Onalan, 1999 Körfez Depremi'nin yer bilimleri ve diri fay araştırmaları açısından önemli olduğunu vurgulayarak, Türkiye'nin kıta içi diri faylar bakımından dünya üzerindeki önemli bölgelerden biri olduğunu söyledi.
Geçmişte yaşanan depremler ve 6 Şubat tarihinde binlerce insanın hayatını kaybetmesiyle sonuçlanan 1999 depreminin ülkenin ciddi bir deprem potansiyeline sahip olduğunu gösterdiğini ifade etti.
"Onlarca il ve yüzlerce ilçe, fay hatları üzerinde bulunuyor" diyen Onalan, bu durumun son yüzyılda onbinlerce insanın kaybına neden olduğunu belirtti. "Bu bir kader değil" diyen Onalan, yerleşim alanlarının planlanmasında jeolojik etmenlerin göz önünde bulundurulması gerektiğine dikkat çekti.
"30 Ekim 2020'deki Bayraklı depremi, İzmir'de uyarı niteliğinde oldu" diyen Onalan, İzmir'in hâlen bir depremle karşılaşmadığını ancak beklenen fayların hala harekete geçmediğini söyledi. Bu fayların ne zaman harekete geçeceğinin ve İzmir için risklerin tartışılması gerektiğini vurguladı.

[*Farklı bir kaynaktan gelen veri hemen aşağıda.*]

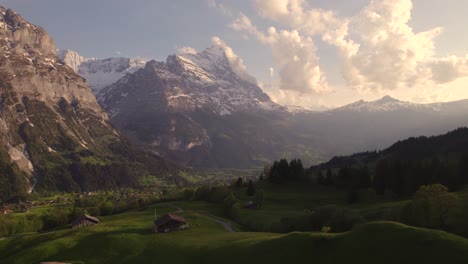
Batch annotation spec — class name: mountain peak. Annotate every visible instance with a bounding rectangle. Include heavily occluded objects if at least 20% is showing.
[375,95,401,103]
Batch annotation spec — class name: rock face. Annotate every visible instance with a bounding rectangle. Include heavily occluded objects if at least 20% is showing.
[97,42,468,168]
[0,7,172,198]
[98,45,286,167]
[58,50,146,94]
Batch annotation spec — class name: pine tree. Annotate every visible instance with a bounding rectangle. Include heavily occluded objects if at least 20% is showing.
[324,169,333,185]
[317,170,325,184]
[246,180,255,196]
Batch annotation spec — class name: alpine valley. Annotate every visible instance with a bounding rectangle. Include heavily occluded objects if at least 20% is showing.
[60,45,468,168]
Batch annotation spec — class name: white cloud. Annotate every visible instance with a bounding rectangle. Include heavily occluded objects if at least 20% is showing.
[238,0,468,100]
[211,37,257,83]
[208,0,232,17]
[231,14,329,93]
[268,67,275,78]
[177,47,197,54]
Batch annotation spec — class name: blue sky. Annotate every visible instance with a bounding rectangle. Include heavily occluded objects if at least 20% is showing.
[0,0,468,108]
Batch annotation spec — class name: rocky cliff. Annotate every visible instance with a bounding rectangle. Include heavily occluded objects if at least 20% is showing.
[0,7,174,200]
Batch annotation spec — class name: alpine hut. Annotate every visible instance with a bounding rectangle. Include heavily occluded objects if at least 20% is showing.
[71,214,101,228]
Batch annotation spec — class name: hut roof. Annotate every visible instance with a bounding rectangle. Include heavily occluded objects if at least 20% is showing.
[154,214,187,226]
[72,214,101,225]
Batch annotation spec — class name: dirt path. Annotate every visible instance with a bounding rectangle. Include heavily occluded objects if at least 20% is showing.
[202,214,236,233]
[167,205,236,233]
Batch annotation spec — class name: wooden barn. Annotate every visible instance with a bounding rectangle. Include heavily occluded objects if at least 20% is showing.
[244,201,258,209]
[154,214,188,233]
[71,214,101,228]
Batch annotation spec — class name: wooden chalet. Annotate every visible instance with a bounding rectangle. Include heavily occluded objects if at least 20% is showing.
[71,214,101,228]
[154,214,188,233]
[244,201,258,209]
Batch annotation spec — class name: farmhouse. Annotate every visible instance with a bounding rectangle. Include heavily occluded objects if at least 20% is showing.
[154,214,188,233]
[244,201,257,209]
[71,214,101,228]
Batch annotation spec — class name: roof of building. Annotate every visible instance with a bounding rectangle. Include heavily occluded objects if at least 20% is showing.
[154,214,187,226]
[72,214,101,225]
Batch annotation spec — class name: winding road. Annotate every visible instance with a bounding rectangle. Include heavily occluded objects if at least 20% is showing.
[167,205,236,233]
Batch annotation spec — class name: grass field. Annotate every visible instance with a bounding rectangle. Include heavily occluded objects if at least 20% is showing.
[236,182,407,230]
[0,202,468,264]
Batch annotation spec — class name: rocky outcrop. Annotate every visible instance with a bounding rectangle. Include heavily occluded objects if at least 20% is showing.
[58,50,146,94]
[0,7,174,197]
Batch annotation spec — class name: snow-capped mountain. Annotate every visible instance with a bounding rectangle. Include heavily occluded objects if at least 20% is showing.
[330,95,468,113]
[98,45,285,115]
[57,50,146,94]
[93,43,468,167]
[98,44,287,167]
[0,6,174,196]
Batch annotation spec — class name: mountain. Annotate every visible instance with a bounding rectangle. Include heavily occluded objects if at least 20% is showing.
[91,43,468,168]
[97,44,318,167]
[57,50,146,94]
[309,127,468,197]
[329,95,468,113]
[0,7,174,202]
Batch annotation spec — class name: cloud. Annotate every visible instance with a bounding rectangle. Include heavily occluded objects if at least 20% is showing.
[239,0,468,98]
[208,0,232,17]
[211,37,257,83]
[177,47,197,54]
[231,14,329,93]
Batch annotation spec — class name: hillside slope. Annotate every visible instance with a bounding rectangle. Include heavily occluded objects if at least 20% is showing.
[0,7,175,200]
[0,203,468,264]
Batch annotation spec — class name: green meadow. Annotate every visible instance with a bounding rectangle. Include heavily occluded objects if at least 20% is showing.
[0,202,468,264]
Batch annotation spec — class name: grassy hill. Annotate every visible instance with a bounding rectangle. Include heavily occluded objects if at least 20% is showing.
[0,202,468,263]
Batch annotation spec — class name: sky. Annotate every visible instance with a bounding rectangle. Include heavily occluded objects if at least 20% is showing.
[0,0,468,109]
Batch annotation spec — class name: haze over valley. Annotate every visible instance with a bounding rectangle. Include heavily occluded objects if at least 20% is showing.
[0,0,468,263]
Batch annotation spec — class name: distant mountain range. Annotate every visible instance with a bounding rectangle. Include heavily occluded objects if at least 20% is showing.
[59,45,468,168]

TMMOB Jeoloji Mühendisleri Odası olarak bir fay yasası sunduklarını ve bu yasanın alt yapısının oluşturulması gerektiğini belirten Onalan, şehir planlamalarının bu riskli bölgelerde nasıl yapılacağına dair çalışmaların hızlandırılması gerektiğini ifade etti.
"Ülkemiz coğrafi olarak genç bir bölge ve hala oluşma sürecinde" diyen Onalan, fayların geçmişten beri var olduğunu ancak bu fayların belirlenmesi ve takibi için ciddi bir çalışma ve uzmanlık gerektiğini söyledi. Türkiye'deki fayların sayısının arttığını ve bu fayların kırılma potansiyellerinin arttığını belirten Onalan, ülkenin bir deprem ülkesi olduğunu ve risk altında olduğunu söyledi.
Onalan, afet riskine karşı halkın bilinçlendirilmesi gerektiğini ve acil durum planlarının yapılması gerektiğini vurguladı. Bunun için bilim adamlarının ve yerel yöneticilerin sorumluluk üstlenmesi gerektiğini ifade etti.